The power of poetry to concentrate and compress emotion is illustrated in a poem by Frances-Anne King about the wig of a child treated for leukaemia with chemotherapy. The wig is discarded as the child lies dying:

 Her scalp shone smooth then,

 translucent as the linings of an oyster shell,

 her freckles, pale tracings on a fading sea of face.

Depardieu, Heal Thyself

“The case of Gérard Depardieu continues to agitate France”, Dalrymple says here. He argues against a recent opinion piece in Libération that says… well, you know what it says.

[I]t would require immense, indeed totalitarian, political power to decide what are both ‘the most basic needs of existence’ and an acceptable level of capital accumulation (I leave aside entirely the practical probability that setting such parameters would inhibit prosperity). To be just in the sense that the author means, the most basic human needs and acceptable levels of capital accumulation would have to be identical throughout the world, for if they were different in different societies they would merely set up new injustices, between rather than within societies. Without realising it, then, she is arguing not so much for world government as for world dictatorship.

In Good Form?

If there is one thing certain about the outcome of the James Savile affair, it is that there will be more forms to fill in afterwards. This is because it is an article of modern faith – the only faith, after all, that we have – that if we fill in enough forms we shall all behave well and there will be no more scandals. It is a truth universally acknowledged, at least by bureaucrats, that all social problems have equal and opposite forms, and melt away in their presence like ice in the sunshine…

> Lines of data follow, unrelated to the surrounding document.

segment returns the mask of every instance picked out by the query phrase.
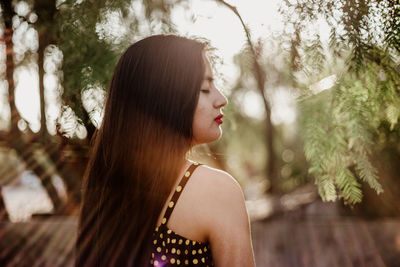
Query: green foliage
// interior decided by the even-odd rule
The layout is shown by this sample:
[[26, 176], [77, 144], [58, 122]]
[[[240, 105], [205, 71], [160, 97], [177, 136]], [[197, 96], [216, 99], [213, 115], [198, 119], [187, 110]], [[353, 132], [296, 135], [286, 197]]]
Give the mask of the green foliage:
[[[161, 32], [174, 31], [170, 12], [179, 2], [67, 0], [58, 7], [55, 27], [64, 54], [62, 100], [86, 127], [91, 122], [82, 105], [82, 91], [93, 87], [106, 90], [119, 55], [131, 43], [152, 33], [154, 25], [161, 25]], [[139, 6], [144, 14], [138, 11]], [[124, 33], [101, 30], [104, 23], [113, 23], [110, 14], [122, 23], [118, 27], [125, 28]], [[149, 32], [143, 30], [143, 25]]]
[[385, 41], [400, 52], [400, 0], [381, 1], [378, 7], [383, 13]]
[[339, 196], [351, 204], [360, 202], [355, 176], [378, 194], [383, 191], [368, 155], [382, 121], [392, 130], [397, 125], [400, 97], [392, 94], [394, 87], [388, 90], [393, 83], [381, 80], [379, 71], [381, 66], [371, 64], [362, 76], [346, 72], [329, 91], [300, 102], [305, 155], [324, 200]]
[[[338, 19], [327, 2], [320, 0], [310, 6], [297, 1], [296, 5], [307, 23], [319, 13], [334, 29], [341, 29], [340, 34], [332, 30], [327, 48], [319, 38], [302, 44], [306, 49], [300, 71], [308, 81], [300, 84], [304, 89], [299, 98], [301, 135], [309, 172], [316, 178], [321, 198], [343, 198], [353, 205], [362, 200], [361, 182], [377, 194], [383, 192], [370, 160], [382, 142], [378, 136], [385, 128], [381, 125], [388, 123], [390, 131], [400, 134], [400, 5], [342, 0], [334, 4], [341, 14]], [[336, 76], [329, 90], [315, 84], [321, 74]]]
[[320, 36], [317, 34], [316, 38], [314, 38], [309, 45], [306, 45], [304, 49], [303, 72], [305, 72], [308, 77], [319, 76], [319, 73], [324, 69], [325, 61], [326, 57]]

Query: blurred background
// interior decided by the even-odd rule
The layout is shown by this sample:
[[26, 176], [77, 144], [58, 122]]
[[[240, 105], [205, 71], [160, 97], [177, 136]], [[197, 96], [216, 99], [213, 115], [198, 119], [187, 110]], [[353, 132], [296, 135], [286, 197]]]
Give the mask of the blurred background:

The Hilarious Pessimist blog at the Salisbury Review

Of Beggars and Men

Dalrymple’s attitude to begging, expressed in this new piece for the Library of Law and Liberty, would probably surprise many:

Perhaps it is mistaken to give to beggars, especially in a rich country, as it is to encourage beggary; but unfortunately this is abstract reasoning and beggars are people, not abstractions. A donation gives relief or pleasure (perhaps a malicious pleasure if the beggar is a fraud), but to pass a beggar by without giving when one is perfectly able to do so is to harden one’s heart by means of a chain or reasoning that justifies meanness. I am reminded that Doctor Johnson, who was neither rich nor unaware of the perils both economic and psychological of dependent idleness, and who was a true liberal in economic matters, never passed a beggar without giving him something.

The Sock Fairy

What seems at first an uncharacteristically trivial piece by Dalrymple, about the frequent loss of his socks, has its deeper conclusions:
…I cannot entirely rid myself of the suspicion that there is an animate force somewhere nearby that has worked against me when socks appear to have gone missing or become dis-paired. Naturally, the suspicion is not sufficiently strong for me to do anything about it, by (for example) trying to propitiate the Sock Fairy with some kind of sacrifice. What, apart from socks, would the Sock Fairy want or be satisfied with? It is probable that socks are not an end in themselves for this nasty being: as flies to wanton boys are we to the Sock Fairy.
Our propensity to see malign forces at work against us is quite strong… We are never very far from paranoia.